Fewer queues due to more open shops?
The reasons for the chains cannot be completely dismissed. It is true that they ensure the supply of everyday products with part of their range – and therefore insist on receiving the same treatment as supermarkets or (real) drugstores.
And another argument seems conclusive at first glance: namely that a larger selection of shops, in which consumers can buy essentials, could reduce the occupancy of all other shops and the queuing.
But precisely this second point has a downside: because where more shops are open, there is a greater pull. Should more shops follow the example of Action and Mäc-Geiz and look for loopholes in the Corona regulations, so many shops will soon be open again that the city centers will attract thousands of people to the shopping light. People who should actually meet as little as possible at the moment in the sense of contact restrictions.

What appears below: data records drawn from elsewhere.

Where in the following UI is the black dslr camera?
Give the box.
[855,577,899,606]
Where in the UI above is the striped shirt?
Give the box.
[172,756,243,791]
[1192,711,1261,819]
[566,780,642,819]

Everyone has to play their part in the lockdown
In view of the increasing corona numbers, that would be fatal. There is still no evidence that someone in Germany contracted Covid-19 while shopping or on the way there. However, since 70 percent of corona infections can no longer be traced, this does not refute the thesis that crowds of people while shopping can very well contribute to the spread of the virus.
It is therefore all the more important: Now, in the second hard lockdown, we should pull ourselves together and minimize contacts with other people wherever possible. Everyone should do their part – including the retail chains, which are in a gray area with their products.
Or to put it harder: Anyone who deliberately interprets the rules broadly for themselves risks an even longer and economically more damaging lockdown for the entire country.